German Silver. Good white colour. It is a hard, springy material to work in.

Nickel. Greyish-white colour. It spins well. Has a strong magnetic property.

Aluminium. Good for raising and spinning.

Pewter and Tin. Very soft and easy to work, but both now very expensive.

inch bore is better, for unless you get a good supply of gas you may have difficulties in getting the work hot enough. Get a good-sized blowpipe also. Fletcher’s No. 5 bellows are large enough for most purposes. The lathe is mentioned in Chapter XII. It need not be back-geared. A slide rest, a drill chuck, and a face-plate with dogs make it an extremely handy tool for the many odd jobs which turn up in the course of the work. A number of wooden chucks should be provided. A surface plate is a rather expensive tool, but it is useful in trueing up work which has to stand or fit accurately. A good piece of plate glass will make an excellent substitute, however. The grindstone should be mounted with motor and drip can. A large, smooth slab of stone is useful for grinding smooth the rims of bowls and other vessels after they have been filed as truly as possible. The kind of stone does not seem to matter much. A smooth York paving stone answers very well. The drawbench is described in Chapter XV. The polishing lathe now in general use has an electric drive and is sturdily built (Fig. 1). The mandrel is screwed to take various mops, brushes and other grinding or polishing appliances. The materials for polishing are applied to them with a stick or brush.

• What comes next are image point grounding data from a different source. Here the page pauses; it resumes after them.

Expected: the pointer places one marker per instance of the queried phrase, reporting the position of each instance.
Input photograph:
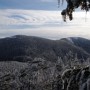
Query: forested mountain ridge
(44, 64)
(25, 48)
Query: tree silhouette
(72, 5)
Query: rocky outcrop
(75, 79)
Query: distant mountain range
(26, 48)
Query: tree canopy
(72, 5)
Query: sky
(40, 18)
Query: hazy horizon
(40, 18)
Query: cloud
(48, 24)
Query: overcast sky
(40, 18)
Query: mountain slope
(24, 48)
(80, 42)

To some extent the motor-driven carborundum wheel has ousted the old grindstone, which despite its dirty habits had many good features. Nevertheless, the carborundum wheel calls for more skill although it gives a saving in time. In the case of this type of work the older methods still remain in use, particularly in the case of lathe chucks, where the modern appliances are not so good as the earlier and cruder wooden homemade devices.

The jewellers’ bench is described in Chapter VI. A list of the special tools required for each branch of the work will be found in the chapters devoted to it.

CHAPTER II

SOLDERING

Definition of soldering. Influence of high temperatures. Unsoldering a joint. Hard and soft solders. Gold and its alloys. Solders for gold. Ancient solders. Rediscovery of the ancient methods. Silver and its alloys. Silver solders. Solders for copper and brass. Preparing and casting solders.

SOLDERING IS THE art of joining together separate pieces of metal by running between them a molten metal or alloy which will closely adhere to and even penetrate their surfaces, and, when cooled, will bind them together. The metal or alloy used for this purpose is known as solder. It must have a lower melting point—require less heat to melt it—than the metal of which the work is composed, so that a temperature high enough to melt the solder will leave the work uninjured. But the melting point of the solder should approach as nearly as may be conveniently possible to that of the work, for a more perfect and a stronger joint is thus produced.

In a hard-soldered joint, when the molten solder—the solder when melted—is in contact with the other pieces of metal at a high temperature, it will tend to penetrate the surface of the heated metal: an intimate union of the two thus taking place. The junction is not merely a surface-grip made by an adhesive. It involves the partial absorption of the solder after its initial penetration of the surfaces.

It is because of this penetration—this interdiffusion of the solder and the soldered—that the unsoldering of a hard-soldered joint is so difficult. In such a joint there is no quite sharply-defined line of separation between the two original parts—their outlines have become a little blurred. However, it should be remembered that this effect of the blurring of the dividing lines between the parts depends upon the temperature employed. And, if the soldering temperature has been taken high—to a level approaching that of the melting point of the parts themselves—then the blurring and interdiffusion may be considerable, and the unsoldering of such a joint will be very difficult. When cooled, such a joint may be hard to detect, either optically or chemically.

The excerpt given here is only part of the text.